On a souvent opposé le « professeur » Prost à « l'extraterrestre » Senna. Les deux hommes ne viennent pas du même monde. Prost est un self-made-man. Originaire de Saint-Chamond, fils d'un modeste employé, il est sorti du rang à force de volonté et de passion. Senna est issu de la grande bourgeoisie brésilienne : une enfance dorée, une image d'aristocrate des circuits, une personnalité mystérieuse, un brin mystique. Les exégètes de la F1 ont longtemps attribué à Prost la rigueur, le génie de la mise au point, du pilotage millimétré, le sang-froid.
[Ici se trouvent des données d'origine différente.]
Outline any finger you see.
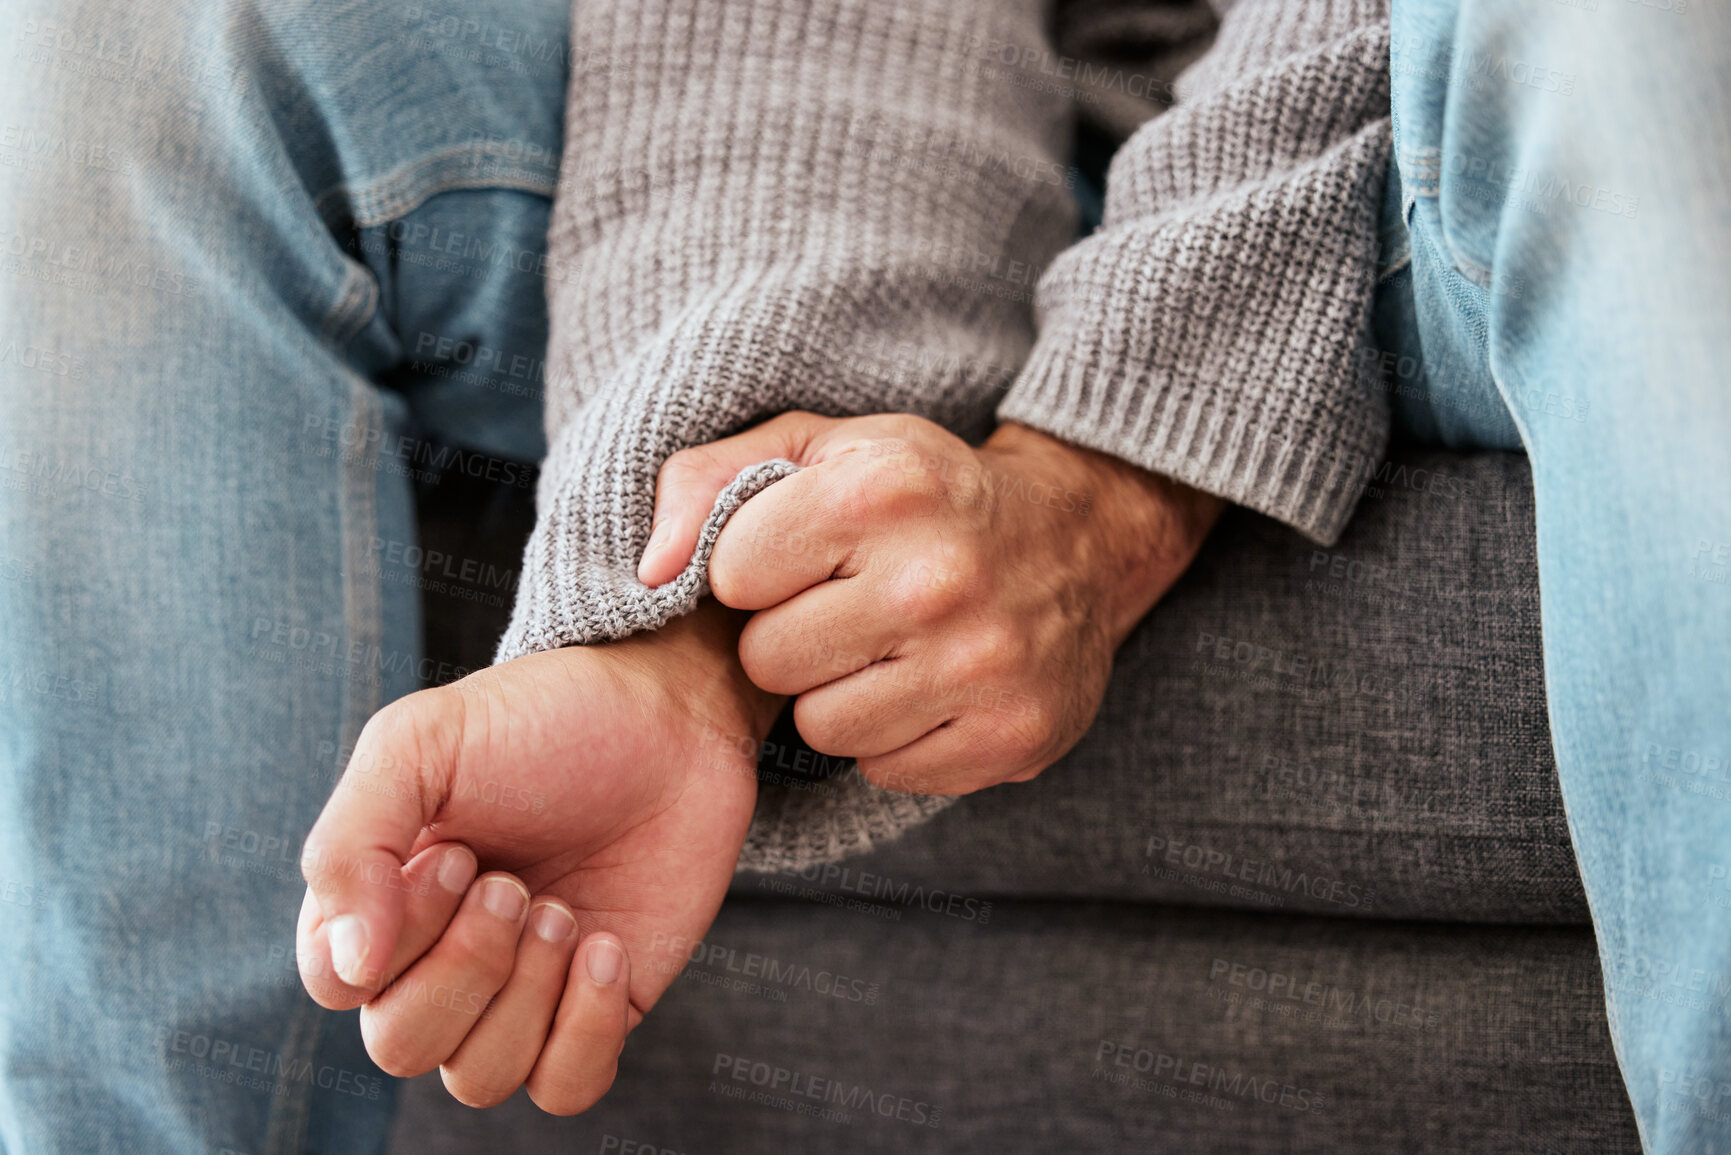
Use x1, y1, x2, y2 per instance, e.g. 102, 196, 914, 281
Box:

À Senna, la fougue, l'audace, le goût du risque, l'instinct. Ce contraste s'est peu à peu estompé. Comme si le caractère de l'un avait déteint sur l'autre. Et vice versa. Pendant leurs deux années de cohabitation chez McLaren (88 et 89), on voit Prost plus agressif. Au contact du Français, Senna gère mieux ses courses, apprend à préserver sa mécanique. Cette rivalité exacerbe les passions mais contribue grandement au rayonnement de la F1. Ces deux pilotes d'exception se sont partagé la ferveur des passionnés et ont accumulé les titres. Prost est sacré champion du monde en 86, 87 et 89. Senna en 88, 90 et 91.

Après une année 91 décevante au sein de l'écurie Ferrari, Prost prend une année sabbatique. Revenu sur les circuits en mars 93 au volant d'une Williams-Renault, la meilleure F1 du moment, le Français a prouvé tout au long de la saison qu'il n'avait rien perdu de son coup de volant et de sa science de la course.

Prost remporte sept Grands Prix, portant son total de victoires à 51, record absolu. Seul Senna, 41 victoires à ce jour, est en mesure de le dépasser dans un proche avenir. Et il enlève son quatrième titre mondial, ce qui en fait le dauphin de l'Argentin Manuel Fangio, sacré à cinq reprises. Mais cette saison fut aussi l'une des plus éprouvantes de la carrière du pilote français. Critiqué par la presse après ses défaites au Brésil et à Donington, il ne fut pas non plus épargné par la Fédération internationale. Pénalisé pour deux faux départs bien peu évidents à Monaco et en Allemagne, Prost se vit même menacé de ne pas obtenir en début de saison la superlicence indispensable aux pilotes de F1.

À deux jours du Grand Prix du Portugal qui devait lui assurer son titre de champion du monde, Prost annonçait qu'il arrêtait à l'âge de 38 ans la compétition : « Après cette saison très éprouvante et treize ans au plus haut niveau, j'aspire au repos. Je ne me suis jamais blessé. Je sors entier », déclarait-il avec une pointe de rancœur et beaucoup de soulagement.

Avec la retraite de Prost, c'est un chapitre de l'histoire de la Formule 1 qui se clôt et une époque du sport national qui s'achève. Prost était le dernier maillon d'une génération exceptionnelle de champions, celle des Platini. Hinault, Blanco, Noah, qui a apporté au sport français ses plus belles années.